CHRONIQUES | vendredi 22 juin 2012 à 7h12

  • Rencontré à Varsovie avant le 1er quart de finale de l'Euro qui a vu la victoire du Portugal sur la République Tchèque (1-0), Rodrigo Beenkens a dévoilé ses coups de coeur et coups de gueules d'un tournoi où l'Allemagne sera l'équipe à battre.
    Coup de coeur, coup de gueule...

    "Mon coup de coeur va au peuple ukrainien. J'ai trouvé les gens d'une gentillesse et d'une disponibilité incroyables. Il y avait toutefois un réel problème, à savoir la barrière de la langue. Malgré cela, les gens faisaient tout pour vous aider. Mon coup de gueule serait les conditions de logement. En Ukraine, je n'ai pas connu un seul endroit où il y avait des rideaux" souligne Rodrigo Beenkens.

    Et d'ajouter : "
    Sur le plan sportif, mon coup de coeur va à une équipe qui a terminé dernière de son groupe, à savoir la Suède. J'ai eu la chance de commenter les trois rencontres de ce pays dans cet Euro. Je ne dirais pas que cette équipe pratiquait un football chatoyant ou technique mais à chaque fois on s'est bien amusé. J'ai vu que cette équipe a pris du plaisir. Et je pense que quand on prend du plaisir, on en donne aussi. J'ai adoré aussi ce public suédois. Il y avait près de 30.000 supporters suédois lors du dernier match alors qu'il n'y avait plus aucun enjeu. J'ai ressenti ici les valeurs essentielles : jouer avec son coeur, avec respect du public. Cela doit être dur pour les organisateurs de voir partir des publics comme ceux de Suède, du Danemark, de l'Irlande, des Pays-Bas. Vous ajoutez à cela les Russes alors que le tournoi se joue en Pologne et en Ukraine, c'est une catastrophe. Sans oublier les deux pays organisateurs".

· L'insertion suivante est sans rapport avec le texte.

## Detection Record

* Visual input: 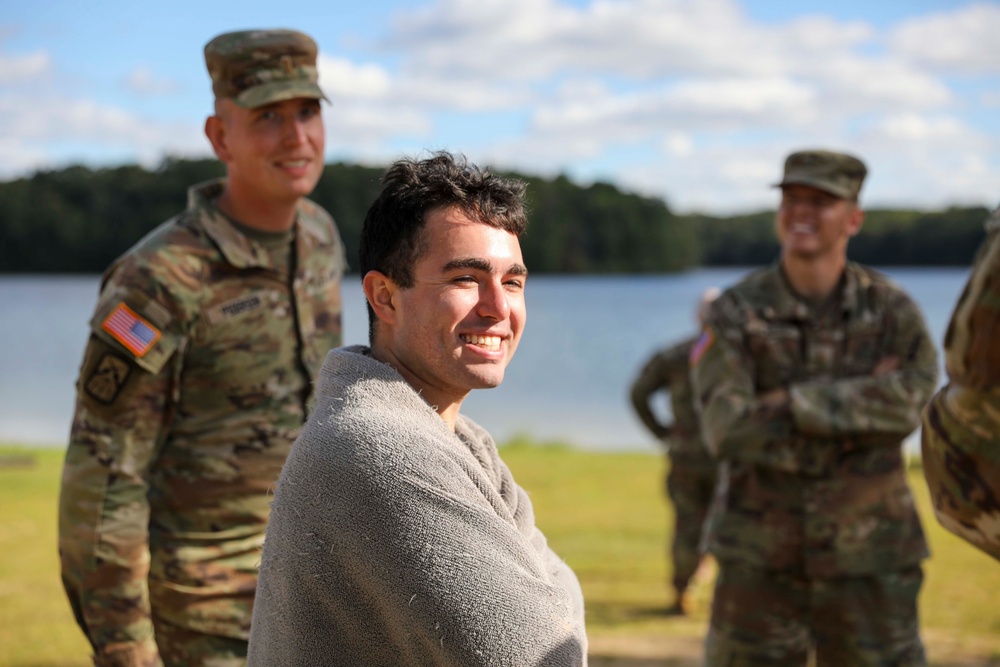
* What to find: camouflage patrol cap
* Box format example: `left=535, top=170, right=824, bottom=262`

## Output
left=205, top=30, right=326, bottom=109
left=774, top=150, right=868, bottom=200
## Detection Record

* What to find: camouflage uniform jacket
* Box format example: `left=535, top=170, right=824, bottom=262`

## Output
left=632, top=338, right=715, bottom=468
left=923, top=209, right=1000, bottom=559
left=692, top=263, right=937, bottom=577
left=59, top=181, right=345, bottom=664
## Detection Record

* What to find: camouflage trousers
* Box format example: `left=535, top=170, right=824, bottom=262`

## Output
left=705, top=563, right=927, bottom=667
left=667, top=454, right=716, bottom=600
left=154, top=619, right=248, bottom=667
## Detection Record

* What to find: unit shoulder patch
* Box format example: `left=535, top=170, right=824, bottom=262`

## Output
left=83, top=352, right=132, bottom=405
left=688, top=329, right=715, bottom=366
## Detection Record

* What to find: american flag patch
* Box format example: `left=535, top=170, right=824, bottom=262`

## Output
left=101, top=303, right=160, bottom=357
left=688, top=329, right=715, bottom=366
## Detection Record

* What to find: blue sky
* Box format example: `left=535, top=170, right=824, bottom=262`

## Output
left=0, top=0, right=1000, bottom=214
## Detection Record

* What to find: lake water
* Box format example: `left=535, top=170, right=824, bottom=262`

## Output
left=0, top=268, right=968, bottom=451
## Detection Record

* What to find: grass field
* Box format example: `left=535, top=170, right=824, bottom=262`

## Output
left=0, top=443, right=1000, bottom=667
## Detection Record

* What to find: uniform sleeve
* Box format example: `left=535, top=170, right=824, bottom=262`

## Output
left=921, top=222, right=1000, bottom=560
left=59, top=285, right=179, bottom=666
left=630, top=350, right=671, bottom=439
left=690, top=297, right=795, bottom=468
left=789, top=292, right=938, bottom=438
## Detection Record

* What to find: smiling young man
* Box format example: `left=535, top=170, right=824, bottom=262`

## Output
left=59, top=30, right=345, bottom=667
left=691, top=150, right=937, bottom=667
left=249, top=153, right=586, bottom=667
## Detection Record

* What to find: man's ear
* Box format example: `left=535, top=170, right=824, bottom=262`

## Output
left=361, top=270, right=399, bottom=325
left=205, top=114, right=231, bottom=162
left=847, top=210, right=865, bottom=237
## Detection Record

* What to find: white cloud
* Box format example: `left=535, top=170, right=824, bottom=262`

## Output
left=317, top=55, right=393, bottom=102
left=889, top=3, right=1000, bottom=73
left=0, top=51, right=52, bottom=85
left=125, top=67, right=180, bottom=96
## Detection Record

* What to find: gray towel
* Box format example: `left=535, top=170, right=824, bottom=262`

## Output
left=249, top=347, right=587, bottom=667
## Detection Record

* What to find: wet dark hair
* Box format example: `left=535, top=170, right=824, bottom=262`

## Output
left=358, top=151, right=528, bottom=340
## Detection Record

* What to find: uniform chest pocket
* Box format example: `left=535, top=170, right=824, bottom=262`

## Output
left=744, top=320, right=803, bottom=392
left=842, top=320, right=888, bottom=376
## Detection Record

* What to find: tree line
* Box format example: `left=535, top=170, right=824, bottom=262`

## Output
left=0, top=159, right=987, bottom=273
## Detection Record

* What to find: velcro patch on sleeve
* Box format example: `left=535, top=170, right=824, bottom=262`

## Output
left=101, top=302, right=160, bottom=357
left=689, top=329, right=715, bottom=366
left=83, top=352, right=132, bottom=405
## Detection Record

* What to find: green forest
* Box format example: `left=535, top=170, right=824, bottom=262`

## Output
left=0, top=159, right=988, bottom=274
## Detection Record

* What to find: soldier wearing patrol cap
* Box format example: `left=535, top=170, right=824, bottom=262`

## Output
left=59, top=30, right=345, bottom=666
left=921, top=208, right=1000, bottom=560
left=691, top=150, right=937, bottom=666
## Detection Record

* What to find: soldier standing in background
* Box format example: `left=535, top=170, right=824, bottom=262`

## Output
left=922, top=209, right=1000, bottom=560
left=691, top=151, right=937, bottom=667
left=59, top=30, right=345, bottom=667
left=631, top=287, right=719, bottom=616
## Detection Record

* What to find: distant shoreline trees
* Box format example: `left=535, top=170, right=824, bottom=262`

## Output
left=0, top=159, right=988, bottom=274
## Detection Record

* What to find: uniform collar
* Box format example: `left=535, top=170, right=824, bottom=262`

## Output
left=763, top=261, right=871, bottom=321
left=188, top=178, right=330, bottom=268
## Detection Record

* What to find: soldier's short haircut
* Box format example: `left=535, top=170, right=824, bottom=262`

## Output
left=358, top=151, right=528, bottom=337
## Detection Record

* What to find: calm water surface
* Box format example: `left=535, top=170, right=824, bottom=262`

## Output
left=0, top=268, right=968, bottom=451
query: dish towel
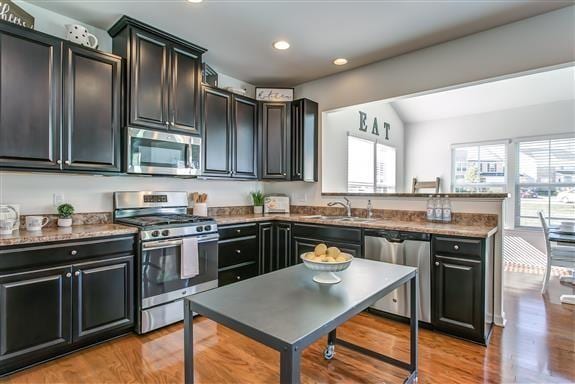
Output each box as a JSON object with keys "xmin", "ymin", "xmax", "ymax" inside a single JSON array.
[{"xmin": 180, "ymin": 237, "xmax": 200, "ymax": 279}]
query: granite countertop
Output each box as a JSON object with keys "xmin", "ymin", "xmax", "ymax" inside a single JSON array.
[
  {"xmin": 0, "ymin": 224, "xmax": 138, "ymax": 247},
  {"xmin": 213, "ymin": 214, "xmax": 497, "ymax": 238}
]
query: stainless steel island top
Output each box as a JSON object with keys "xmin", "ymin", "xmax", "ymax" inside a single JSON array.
[{"xmin": 185, "ymin": 258, "xmax": 418, "ymax": 383}]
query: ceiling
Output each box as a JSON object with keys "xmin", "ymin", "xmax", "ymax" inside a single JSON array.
[
  {"xmin": 391, "ymin": 67, "xmax": 575, "ymax": 124},
  {"xmin": 30, "ymin": 0, "xmax": 573, "ymax": 86}
]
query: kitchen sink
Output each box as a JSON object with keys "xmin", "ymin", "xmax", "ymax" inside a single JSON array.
[{"xmin": 303, "ymin": 215, "xmax": 377, "ymax": 223}]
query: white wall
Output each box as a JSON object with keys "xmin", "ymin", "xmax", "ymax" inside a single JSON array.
[
  {"xmin": 321, "ymin": 101, "xmax": 404, "ymax": 192},
  {"xmin": 0, "ymin": 171, "xmax": 262, "ymax": 214}
]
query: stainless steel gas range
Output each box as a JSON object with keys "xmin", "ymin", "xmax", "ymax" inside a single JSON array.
[{"xmin": 114, "ymin": 191, "xmax": 219, "ymax": 333}]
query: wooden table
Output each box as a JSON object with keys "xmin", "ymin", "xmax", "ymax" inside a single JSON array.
[
  {"xmin": 549, "ymin": 228, "xmax": 575, "ymax": 304},
  {"xmin": 184, "ymin": 258, "xmax": 419, "ymax": 384}
]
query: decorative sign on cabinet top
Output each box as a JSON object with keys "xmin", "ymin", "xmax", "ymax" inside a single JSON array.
[
  {"xmin": 256, "ymin": 88, "xmax": 293, "ymax": 102},
  {"xmin": 0, "ymin": 0, "xmax": 34, "ymax": 29}
]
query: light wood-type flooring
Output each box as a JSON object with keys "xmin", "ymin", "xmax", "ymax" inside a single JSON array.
[{"xmin": 0, "ymin": 272, "xmax": 575, "ymax": 384}]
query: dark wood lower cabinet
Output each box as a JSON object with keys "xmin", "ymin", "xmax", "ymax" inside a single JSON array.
[
  {"xmin": 0, "ymin": 237, "xmax": 134, "ymax": 376},
  {"xmin": 0, "ymin": 267, "xmax": 72, "ymax": 364},
  {"xmin": 72, "ymin": 256, "xmax": 134, "ymax": 341},
  {"xmin": 431, "ymin": 237, "xmax": 493, "ymax": 344}
]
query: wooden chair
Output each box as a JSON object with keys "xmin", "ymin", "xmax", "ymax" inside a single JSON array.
[
  {"xmin": 411, "ymin": 177, "xmax": 441, "ymax": 193},
  {"xmin": 539, "ymin": 211, "xmax": 575, "ymax": 294}
]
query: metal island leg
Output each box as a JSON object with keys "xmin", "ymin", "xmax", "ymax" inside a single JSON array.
[
  {"xmin": 280, "ymin": 347, "xmax": 301, "ymax": 384},
  {"xmin": 184, "ymin": 300, "xmax": 194, "ymax": 384}
]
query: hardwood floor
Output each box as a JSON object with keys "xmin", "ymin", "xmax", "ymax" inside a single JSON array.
[{"xmin": 0, "ymin": 272, "xmax": 575, "ymax": 384}]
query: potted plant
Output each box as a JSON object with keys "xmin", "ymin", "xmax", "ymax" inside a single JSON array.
[
  {"xmin": 57, "ymin": 203, "xmax": 74, "ymax": 227},
  {"xmin": 250, "ymin": 191, "xmax": 265, "ymax": 215}
]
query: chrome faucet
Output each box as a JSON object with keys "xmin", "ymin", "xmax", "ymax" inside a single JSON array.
[{"xmin": 327, "ymin": 197, "xmax": 351, "ymax": 217}]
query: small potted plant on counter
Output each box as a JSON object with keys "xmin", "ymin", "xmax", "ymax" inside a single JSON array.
[
  {"xmin": 57, "ymin": 203, "xmax": 74, "ymax": 227},
  {"xmin": 250, "ymin": 191, "xmax": 265, "ymax": 215}
]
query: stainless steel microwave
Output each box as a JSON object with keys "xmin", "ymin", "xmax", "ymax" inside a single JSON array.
[{"xmin": 127, "ymin": 127, "xmax": 202, "ymax": 176}]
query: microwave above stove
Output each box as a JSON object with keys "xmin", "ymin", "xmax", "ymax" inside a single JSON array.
[{"xmin": 126, "ymin": 127, "xmax": 202, "ymax": 176}]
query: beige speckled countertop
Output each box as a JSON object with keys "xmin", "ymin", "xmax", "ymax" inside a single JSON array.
[
  {"xmin": 213, "ymin": 214, "xmax": 497, "ymax": 238},
  {"xmin": 0, "ymin": 224, "xmax": 138, "ymax": 247}
]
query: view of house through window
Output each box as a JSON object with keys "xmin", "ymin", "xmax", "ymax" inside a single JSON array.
[
  {"xmin": 451, "ymin": 142, "xmax": 507, "ymax": 192},
  {"xmin": 515, "ymin": 137, "xmax": 575, "ymax": 227},
  {"xmin": 347, "ymin": 135, "xmax": 396, "ymax": 193}
]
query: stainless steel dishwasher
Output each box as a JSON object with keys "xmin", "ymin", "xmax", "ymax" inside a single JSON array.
[{"xmin": 364, "ymin": 230, "xmax": 431, "ymax": 323}]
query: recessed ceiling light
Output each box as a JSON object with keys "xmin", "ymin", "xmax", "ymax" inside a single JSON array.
[{"xmin": 274, "ymin": 40, "xmax": 289, "ymax": 51}]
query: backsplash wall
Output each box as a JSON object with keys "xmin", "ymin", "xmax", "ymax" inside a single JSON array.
[{"xmin": 0, "ymin": 171, "xmax": 263, "ymax": 214}]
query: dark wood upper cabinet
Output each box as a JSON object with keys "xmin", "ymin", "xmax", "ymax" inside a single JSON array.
[
  {"xmin": 291, "ymin": 99, "xmax": 318, "ymax": 182},
  {"xmin": 62, "ymin": 44, "xmax": 122, "ymax": 172},
  {"xmin": 232, "ymin": 95, "xmax": 258, "ymax": 179},
  {"xmin": 0, "ymin": 22, "xmax": 62, "ymax": 169},
  {"xmin": 202, "ymin": 87, "xmax": 232, "ymax": 176},
  {"xmin": 128, "ymin": 30, "xmax": 169, "ymax": 129},
  {"xmin": 108, "ymin": 16, "xmax": 206, "ymax": 134},
  {"xmin": 260, "ymin": 102, "xmax": 291, "ymax": 180},
  {"xmin": 169, "ymin": 46, "xmax": 201, "ymax": 134}
]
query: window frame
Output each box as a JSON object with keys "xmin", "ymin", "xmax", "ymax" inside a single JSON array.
[
  {"xmin": 513, "ymin": 133, "xmax": 575, "ymax": 230},
  {"xmin": 345, "ymin": 132, "xmax": 398, "ymax": 193},
  {"xmin": 450, "ymin": 139, "xmax": 511, "ymax": 193}
]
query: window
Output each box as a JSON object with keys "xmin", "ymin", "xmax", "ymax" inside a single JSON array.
[
  {"xmin": 347, "ymin": 136, "xmax": 396, "ymax": 193},
  {"xmin": 515, "ymin": 137, "xmax": 575, "ymax": 227},
  {"xmin": 451, "ymin": 142, "xmax": 507, "ymax": 192}
]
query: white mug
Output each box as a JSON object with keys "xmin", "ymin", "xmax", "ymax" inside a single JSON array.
[
  {"xmin": 0, "ymin": 219, "xmax": 16, "ymax": 235},
  {"xmin": 66, "ymin": 24, "xmax": 98, "ymax": 48},
  {"xmin": 26, "ymin": 216, "xmax": 50, "ymax": 232}
]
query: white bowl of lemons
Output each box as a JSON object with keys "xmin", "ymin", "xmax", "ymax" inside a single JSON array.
[{"xmin": 300, "ymin": 244, "xmax": 353, "ymax": 284}]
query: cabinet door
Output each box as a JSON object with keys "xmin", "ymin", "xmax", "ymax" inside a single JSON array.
[
  {"xmin": 261, "ymin": 103, "xmax": 290, "ymax": 180},
  {"xmin": 202, "ymin": 87, "xmax": 232, "ymax": 176},
  {"xmin": 291, "ymin": 100, "xmax": 303, "ymax": 180},
  {"xmin": 431, "ymin": 255, "xmax": 483, "ymax": 338},
  {"xmin": 62, "ymin": 45, "xmax": 122, "ymax": 172},
  {"xmin": 72, "ymin": 256, "xmax": 134, "ymax": 342},
  {"xmin": 0, "ymin": 267, "xmax": 72, "ymax": 366},
  {"xmin": 0, "ymin": 23, "xmax": 62, "ymax": 169},
  {"xmin": 129, "ymin": 29, "xmax": 169, "ymax": 129},
  {"xmin": 169, "ymin": 46, "xmax": 200, "ymax": 135},
  {"xmin": 259, "ymin": 223, "xmax": 277, "ymax": 275},
  {"xmin": 274, "ymin": 223, "xmax": 294, "ymax": 269},
  {"xmin": 232, "ymin": 95, "xmax": 258, "ymax": 179}
]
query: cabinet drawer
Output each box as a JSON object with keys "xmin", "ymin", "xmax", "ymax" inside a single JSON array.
[
  {"xmin": 293, "ymin": 224, "xmax": 361, "ymax": 243},
  {"xmin": 0, "ymin": 236, "xmax": 135, "ymax": 271},
  {"xmin": 218, "ymin": 263, "xmax": 258, "ymax": 287},
  {"xmin": 218, "ymin": 223, "xmax": 258, "ymax": 240},
  {"xmin": 218, "ymin": 236, "xmax": 258, "ymax": 268},
  {"xmin": 432, "ymin": 236, "xmax": 482, "ymax": 258}
]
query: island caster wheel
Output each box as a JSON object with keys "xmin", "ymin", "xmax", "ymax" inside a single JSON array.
[{"xmin": 323, "ymin": 345, "xmax": 335, "ymax": 360}]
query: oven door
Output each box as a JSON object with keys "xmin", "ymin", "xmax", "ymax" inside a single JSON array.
[
  {"xmin": 127, "ymin": 128, "xmax": 201, "ymax": 176},
  {"xmin": 140, "ymin": 233, "xmax": 219, "ymax": 309}
]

    L'image ensoleillée...

    "Une image que je garderai de cet Euro, c'est celle, dans les rues de Kiev, des supporters ukrainiens et suédois vêtus en jaune. On aurait dit un soleil dans la nuit. C'était impressionnant". 

    Contre les pays organisateurs têtes de série...

    "Il faut arrêter de donner systématiquement un statut de tête de série à un ou plusieurs pays organisateurs. Pour la 3ème fois en 4 éditions, on arrive au même constat. Lorsqu'on regarde les pays organisateurs en 2000 (Belgique et Pays-Bas), en 2008 (Autriche et Suisse) et en 2012 (Ukraine et Pologne), 5 d'entre eux ont été éliminés dès le 1er tour. C'est anormal qu'on tienne compte des critères sportifs pour tout le monde sauf pour les pays organisateurs. Cela fausse la compétition. Je comprends qu'économiquement, on tente de les protéger mais de toute évidence, cela ne sert à rien. Ici, c'est parce qu'on essaye de favoriser la Pologne et l'Ukraine qu'on se retrouve avec des groupes de 'la mort' et que des pays comme les Pays-Bas ou la Suède rentrent à la maison à l'issue du premier tour. A mes yeux, il doit y avoir une réflexion de la part de l'UEFA à ce niveau-là". 

    Les Diables devaient être à l'Euro...

    "La Belgique avait évidemment sa place dans cet Euro. Je n'aime pas citer de noms mais avec tout le respect que j'ai pour l'équipe grecque qui est aujourd'hui en 1/4 de finale… je pense qu'on avait notre place dans cette compétition. Je pense beaucoup au match que les Belges ont disputé en Angleterre. Elle est actuellement en 1/4 de finale et elle peut rêver des demis. Quand vous pensez que cette équipe a été dominée et privée de ballons par les Diables... Je sais que Leekens ne sera pas content que je dise cela mais on devait y être à cet Euro". 

    L'Allemagne, l'équipe à battre…
     
    "Qui va gagner l'Euro ? C'est très difficile à dire. On a envie de dire l'Espagne. Cela dit, je n'avais jamais vu l'Espagne ces 4 dernières années être bousculée comme elle l'a été par la Croatie. L'équipe qui me paraît la plus solide, c'est sans nul doute l'Allemagne. Cette équipe prend peu de buts, elle fait ce qu'elle veut. Il y a un équilibre et des automatismes avec tous ces joueurs qui évoluent au Bayern. L'Allemagne sera l'équipe à battre. Mais quand on est en 1/4 de finale, tout est possible. Je ferais donc très attention à l'Italie. Elle n'est jamais aussi dangereuse que quand elle commence mal un tournoi. Le jeu de l'Italie dans les grands tournois, c'est comme son hymne national, cela commence piano et cela termine 'forté'. Ce sera passionnant de suivre tactiquement le 1/4 de finale entre l'Italie et l'Angleterre, entre le 3-5-2 italien et le 4-4-2 anglais".